When planning an extended climb, traverse and descent of the high Drakensberg, trekkers have historically been drawn to the northern section of the Drakensberg. This is probably because the Amphitheatre is so iconic and features heavily in tourism marketing literature. What we can be sure about though, is that the Central Drakensberg Traverse is equally outstanding, taking you through continuously fine scenery. There’s no reason why first-time visitors to the Drakensberg, who are seeking a week long trek through classic Drakensberg scenery, should not head here first. For those who’ve completed the northern trek previously, this trek makes a logical next step – it begins where the northern trek ends and extends your horizons southwards.

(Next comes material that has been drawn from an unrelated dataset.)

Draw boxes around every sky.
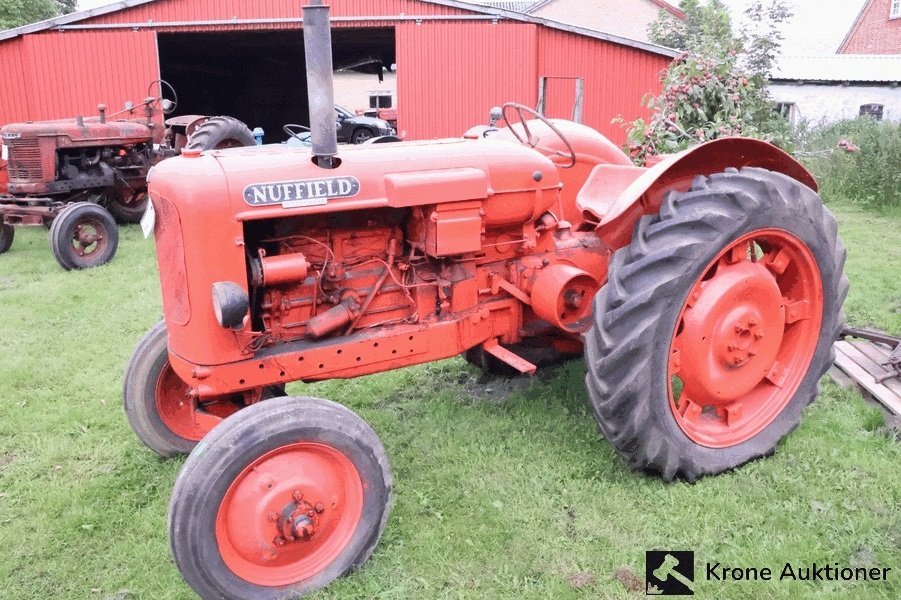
[78,0,866,56]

- Classic Drakensberg scenery throughout the trek
- A strong sense of wilderness off marked paths – you are unlikely to encounter other trekkers
- Get close to a vulture colony near the top of Grays Pass
- Pass through an attractive gorge within Lesotho and a Basotho kraal
- Not as well-known as the Northern Traverse, but just as good
- Opportunity to ascend Champagne Castle, South Africa’s 3rd highest summit
- Lovely descent below Monk’s Cowl
Route and time required
A choice of starting points exist for this trek, so there is flexibility in route planning; a start is usually made in either the Cathedral Peak valley, where there is a good hotel, or at Mnweni, the next catchment system to the north, where there is good, though more basic accommodation. The trek ends at Monk’s Cowl, otherwise referred to as the Champagne Castle area. When starting at Cathedral Peak, 6 days are usually allocated, although fast groups seeking longer days on foot can do it in 5. If a start is made at Mnweni, 7 days are usually allocated.
Cathedral Peak to Monk's Cowl
Commencing at the well-known Cathedral Peak Hotel, which make a good base for this trek, Organ Pipes Pass is used to ascend to the top of the escarpment and the route takes you along the African watershed above the Mdedelelo Wilderness Area, before dropping down Grays Pass to the Monk’s Cowl trailhead. Camp is usually made below Organ Pipes Pass at the end of the first day’s walking and the top of the escarpment is reached on the second day. The next three nights are then spent high on the escarpment – the first in a beautiful gorge within Lesotho and the third on a stepped plateau close to a vulture colony – before dropping down to a final night in tents at Keith Bush Camp ready for a final walk out to the Monk’s Cowl gate. An alternative descent can be made via Ship’s Prow Pass, one of the more difficult passes in the Drakensberg. Champagne Castle (3,377m) is an optional ascent from camp above Grays Pass.
Commencing at Mnweni
For those who have more time, commencing the trek a little further north at Mnweni has a special draw as the valley is home to the Amangwane Community, a Zulu tribal faction, and you are likely to meet few outsiders here. The valley is particularly beautiful, especially when you reach the upper reaches of the settlement areas. A pre-trek-night is usually spent at the Mwneni Cultural and Hiking Centre, but it is also possible to arrange a homestay in a traditional Zulu kraal and enjoy some Zulu dancing – this is a very genuine, personal experience that’s worlds away from the canned cultural tours that can be found just outside Durban. You’ll start your trek by ascending the Rockeries Pass to the source of the Orange River (which eventually flows into the Atlantic) before heading south. You can take in Cleft Peak (3,281m) for wonderful views above the Cathedral Peak area, or this can be skirted.